De temps à autre, son regard saute rapidement de ligne en ligne, dans une lecture en diagonale ultra rapide.

« Il y en a donc autant à lire que cela ? » demande aussi sec la voix de Nally dans mon dos, tandis que face à moi, Blaise sursaute soudainement.

Mais ce n'est pas Nally, qui l'a fait sursauter. Ses yeux se sont brusquement arrêtés sur un passage précis du journal. Il a tellement pâli, qu'il en est gris et ses yeux s'écarquillent sur une expression qui indique clairement, sa stupeur et son dégoût horrifié.

« Oui, il y a beaucoup à lire. Le Journal de Cooper est très épais. Nous devrions en apprendre pas mal sur lui et sur ce qu'il mijote. Sans compter toutes les notes annexes qu'il a prises pendant son étude de la Magie Noire et que nous avons également dupliquées. » répond de son côté Draco à Nally, tandis que je ne quitte pas mon pote des yeux…
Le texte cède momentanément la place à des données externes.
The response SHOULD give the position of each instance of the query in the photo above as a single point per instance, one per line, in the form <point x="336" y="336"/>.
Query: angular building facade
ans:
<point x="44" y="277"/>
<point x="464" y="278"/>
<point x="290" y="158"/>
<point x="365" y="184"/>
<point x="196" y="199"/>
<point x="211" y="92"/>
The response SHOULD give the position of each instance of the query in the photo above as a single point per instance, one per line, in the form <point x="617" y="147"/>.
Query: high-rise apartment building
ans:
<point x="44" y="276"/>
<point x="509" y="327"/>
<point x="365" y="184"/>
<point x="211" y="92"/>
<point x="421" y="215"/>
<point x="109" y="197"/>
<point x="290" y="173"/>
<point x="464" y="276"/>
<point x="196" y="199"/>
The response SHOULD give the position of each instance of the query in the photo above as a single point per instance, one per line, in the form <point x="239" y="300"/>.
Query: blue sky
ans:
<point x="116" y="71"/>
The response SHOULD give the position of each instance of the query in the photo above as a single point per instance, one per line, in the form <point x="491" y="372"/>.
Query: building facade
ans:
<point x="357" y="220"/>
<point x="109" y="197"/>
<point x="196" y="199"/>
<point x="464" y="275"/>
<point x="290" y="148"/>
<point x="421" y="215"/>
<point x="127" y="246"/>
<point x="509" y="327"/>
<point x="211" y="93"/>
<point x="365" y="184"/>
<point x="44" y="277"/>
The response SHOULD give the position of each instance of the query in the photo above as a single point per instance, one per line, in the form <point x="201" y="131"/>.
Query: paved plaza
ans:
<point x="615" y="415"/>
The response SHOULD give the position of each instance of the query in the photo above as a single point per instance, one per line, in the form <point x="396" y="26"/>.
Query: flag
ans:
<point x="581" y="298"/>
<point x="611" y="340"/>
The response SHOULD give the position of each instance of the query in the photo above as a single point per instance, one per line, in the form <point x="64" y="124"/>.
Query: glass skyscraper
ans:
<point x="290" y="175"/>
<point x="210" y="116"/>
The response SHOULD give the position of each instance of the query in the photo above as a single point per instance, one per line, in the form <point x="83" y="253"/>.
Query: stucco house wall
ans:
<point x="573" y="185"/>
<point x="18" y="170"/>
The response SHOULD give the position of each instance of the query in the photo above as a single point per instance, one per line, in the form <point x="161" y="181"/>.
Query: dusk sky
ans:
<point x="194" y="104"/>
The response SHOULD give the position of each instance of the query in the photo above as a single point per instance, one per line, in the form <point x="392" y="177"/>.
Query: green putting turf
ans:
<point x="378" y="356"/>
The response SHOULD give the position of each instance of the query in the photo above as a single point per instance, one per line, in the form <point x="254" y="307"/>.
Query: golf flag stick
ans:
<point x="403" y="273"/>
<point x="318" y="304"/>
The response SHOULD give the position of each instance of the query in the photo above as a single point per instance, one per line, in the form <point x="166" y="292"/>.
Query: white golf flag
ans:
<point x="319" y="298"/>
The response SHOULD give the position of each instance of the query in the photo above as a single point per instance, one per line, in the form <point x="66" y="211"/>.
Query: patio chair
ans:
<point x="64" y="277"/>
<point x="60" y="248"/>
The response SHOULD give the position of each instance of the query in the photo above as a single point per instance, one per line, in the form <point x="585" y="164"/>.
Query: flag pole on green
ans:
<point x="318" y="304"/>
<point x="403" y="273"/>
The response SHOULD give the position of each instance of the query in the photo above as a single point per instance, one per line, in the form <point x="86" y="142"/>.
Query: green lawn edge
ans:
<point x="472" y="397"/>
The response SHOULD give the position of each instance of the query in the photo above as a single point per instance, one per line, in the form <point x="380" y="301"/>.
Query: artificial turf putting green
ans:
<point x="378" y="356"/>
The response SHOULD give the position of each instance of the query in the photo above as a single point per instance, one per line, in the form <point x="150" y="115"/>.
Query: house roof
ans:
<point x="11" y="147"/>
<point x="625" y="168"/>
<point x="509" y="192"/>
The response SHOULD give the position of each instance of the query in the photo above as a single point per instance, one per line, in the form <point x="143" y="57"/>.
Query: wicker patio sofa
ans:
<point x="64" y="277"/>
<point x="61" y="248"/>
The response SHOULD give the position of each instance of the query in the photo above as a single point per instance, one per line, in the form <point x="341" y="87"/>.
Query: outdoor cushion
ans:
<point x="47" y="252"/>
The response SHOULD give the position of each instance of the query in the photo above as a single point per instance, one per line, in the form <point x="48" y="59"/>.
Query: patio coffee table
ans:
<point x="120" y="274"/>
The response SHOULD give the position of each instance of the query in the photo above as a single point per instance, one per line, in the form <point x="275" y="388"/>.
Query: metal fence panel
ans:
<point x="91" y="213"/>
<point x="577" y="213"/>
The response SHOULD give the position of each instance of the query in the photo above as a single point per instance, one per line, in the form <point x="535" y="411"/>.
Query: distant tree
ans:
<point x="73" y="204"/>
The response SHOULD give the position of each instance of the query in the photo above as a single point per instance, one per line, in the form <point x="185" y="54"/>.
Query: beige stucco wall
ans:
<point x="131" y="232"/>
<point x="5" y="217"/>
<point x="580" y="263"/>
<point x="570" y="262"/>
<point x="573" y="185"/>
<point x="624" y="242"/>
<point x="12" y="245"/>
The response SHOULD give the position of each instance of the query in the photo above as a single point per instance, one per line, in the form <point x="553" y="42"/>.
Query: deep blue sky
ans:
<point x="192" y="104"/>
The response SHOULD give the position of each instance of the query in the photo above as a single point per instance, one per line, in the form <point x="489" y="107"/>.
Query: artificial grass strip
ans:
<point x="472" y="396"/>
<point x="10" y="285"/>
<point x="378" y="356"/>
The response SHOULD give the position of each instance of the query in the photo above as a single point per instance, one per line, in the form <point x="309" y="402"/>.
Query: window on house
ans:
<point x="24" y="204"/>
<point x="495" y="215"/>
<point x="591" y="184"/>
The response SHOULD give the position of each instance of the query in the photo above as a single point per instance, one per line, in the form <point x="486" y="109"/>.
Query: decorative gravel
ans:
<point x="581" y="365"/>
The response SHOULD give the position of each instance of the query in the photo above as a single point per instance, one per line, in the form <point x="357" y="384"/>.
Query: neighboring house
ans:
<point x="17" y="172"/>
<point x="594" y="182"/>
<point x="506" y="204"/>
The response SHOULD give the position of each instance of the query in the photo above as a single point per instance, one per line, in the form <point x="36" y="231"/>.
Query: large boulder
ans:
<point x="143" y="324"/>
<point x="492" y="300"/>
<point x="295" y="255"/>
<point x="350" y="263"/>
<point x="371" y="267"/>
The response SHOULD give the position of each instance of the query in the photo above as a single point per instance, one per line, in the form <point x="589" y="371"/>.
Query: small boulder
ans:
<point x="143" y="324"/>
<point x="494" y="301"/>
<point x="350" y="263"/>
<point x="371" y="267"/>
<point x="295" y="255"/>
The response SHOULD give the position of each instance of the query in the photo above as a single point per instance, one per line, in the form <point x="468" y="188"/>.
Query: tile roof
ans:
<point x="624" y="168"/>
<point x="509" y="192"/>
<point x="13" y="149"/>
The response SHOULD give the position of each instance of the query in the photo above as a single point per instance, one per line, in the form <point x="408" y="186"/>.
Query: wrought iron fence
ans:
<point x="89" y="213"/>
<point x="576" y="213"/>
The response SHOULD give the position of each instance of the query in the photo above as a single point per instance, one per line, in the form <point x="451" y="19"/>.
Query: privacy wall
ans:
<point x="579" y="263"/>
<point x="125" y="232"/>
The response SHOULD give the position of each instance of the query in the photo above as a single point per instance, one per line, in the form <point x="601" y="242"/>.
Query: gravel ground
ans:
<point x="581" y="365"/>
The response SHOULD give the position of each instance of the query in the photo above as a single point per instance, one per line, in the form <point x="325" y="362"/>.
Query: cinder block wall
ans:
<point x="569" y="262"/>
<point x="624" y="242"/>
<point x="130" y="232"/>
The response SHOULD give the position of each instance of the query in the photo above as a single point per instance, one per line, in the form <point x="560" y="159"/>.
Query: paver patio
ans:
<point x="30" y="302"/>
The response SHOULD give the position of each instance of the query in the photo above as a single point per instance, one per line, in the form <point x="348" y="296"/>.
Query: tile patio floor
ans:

Son regard ne saute plus de ligne en ligne, maintenant. Il lit attentivement les derniers feuillets et ses yeux sont de plus en plus emplis d'une horreur douloureuse.

« Alors ne perdons pas de temps et attelons-nous à la tâche. Comment procède-t-on ? On se répartit la lecture et ensuite chacun d'entre nous effectue un résumé du plus intéressant de ce qu'il a lu, où quelqu'un fait lecture à voix haute, afin que nous prenions connaissance de tout, tous en même temps ? » demande Ron, en prenant place à table.

« Moi je propose de commencer par le journal trouvé dans la deuxième planque de Cooper. Car on dirait que Blaise vient de tomber sur quelque chose de bien terrible, n'est-ce pas Blaise ? » interviens-je, en attirant l'attention de mon ami, qui n'a visiblement rien entendu de ce que j'ai dit précédemment, d'une main sur son bras, avant d'insister pour lui seul : « On dirait que tu viens de lire quelque chose de bien terrible. »

« Terrible ? Ouais, c'est rien de le dire. Parce que c'est du lourd, du très, très lourd, dans le genre… » répond Blaise dans un souffle, nous regardant tous à la ronde, de son regard toujours aussi douloureusement horrifié, avant d'asséner d'un ton sourd : « Figurez-vous que Cooper est en réalité le fruit d'un viol perpétré par Voldemort ! »

J'en ai la mâchoire qui tombe sur la table.

Alors là, pour du lourd, c'est du lourd.